Later in 1971 he returned to his Diocese of Ballarat as curate of Swan Hill on the Murray River. On 5 November 1973 he became Director of Aquinas College, Ballarat, which is now the Aquinas Campus of the Australian Catholic University and of which he was founding Pro-Chancellor. tic became Rector of Corpus Christi Seminary from 1985 until his appointment as auxiliary in 1987.

He was consecrated titular Bishop of Scala on 21 May 1987 in St Patrick's Cathedral Melbourne as an Auxiliary Bishop of Melbourne. He was a member of the Congregation for the Doctrine of the Faith and of the Pontifical Council for Justice and Peace from 1990. Appointed Archbishop of Melbourne on 16 July 1996 in succession to Archbishop Sir Thomas Francis Little KBE, he received the Pallium for the Archdiocese from Pope John Paul II on 29 June 1997. He put this aside on his appointment as Archbishop of Sydney on 26 March 2001. The Pallium for the Archdiocese of Sydney was imposed on him by the Pope on 29 June 2001 (4).

The Cardinalate

The Cardinals, who oversee the presbyterates of various titular and quasi parish churches of Rome, are the advisers and collaborators of the Pope. (5) From 1059 they have been the exclusive electors of the Pope and from 1150 have formed the College of Cardinals. In the 12th century prelates who were resident outside Rome began to be named Cardinals.

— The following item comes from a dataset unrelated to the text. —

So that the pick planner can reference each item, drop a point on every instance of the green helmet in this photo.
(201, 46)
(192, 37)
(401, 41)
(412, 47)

The number of Cardinals, in the 13th to the 15th centuries usually not over thirty, was fixed by Sixtus V to seventy. Paul VI established that when Cardinals reach the age of 80 they cease to be members of the Dicasteries of the Roman Curia and of all the Permanent Organisms of the Holy See and of the Vatican City State and they become ineligible to elect the Pope or to enter the Conclave. He fixed the number of electors at 120, which Pope John Paul II reconfirmed in 1996.

Cardinals are considered Princes of the Church, with the title of Eminence. Those resident in Rome, whether within the Vatican or not, enjoy the rights and privileges of citizenship of the Vatican City State. (6)

Since 1983, the creation and function of cardinals of the Church has been provided for in the Code of Canon Law of the Latin Church, Part II, Section 1, Chapter 3. (7) Reference is made here to that Code rather than to the provisions for the creation of earlier Australian Cardinals in former Codes.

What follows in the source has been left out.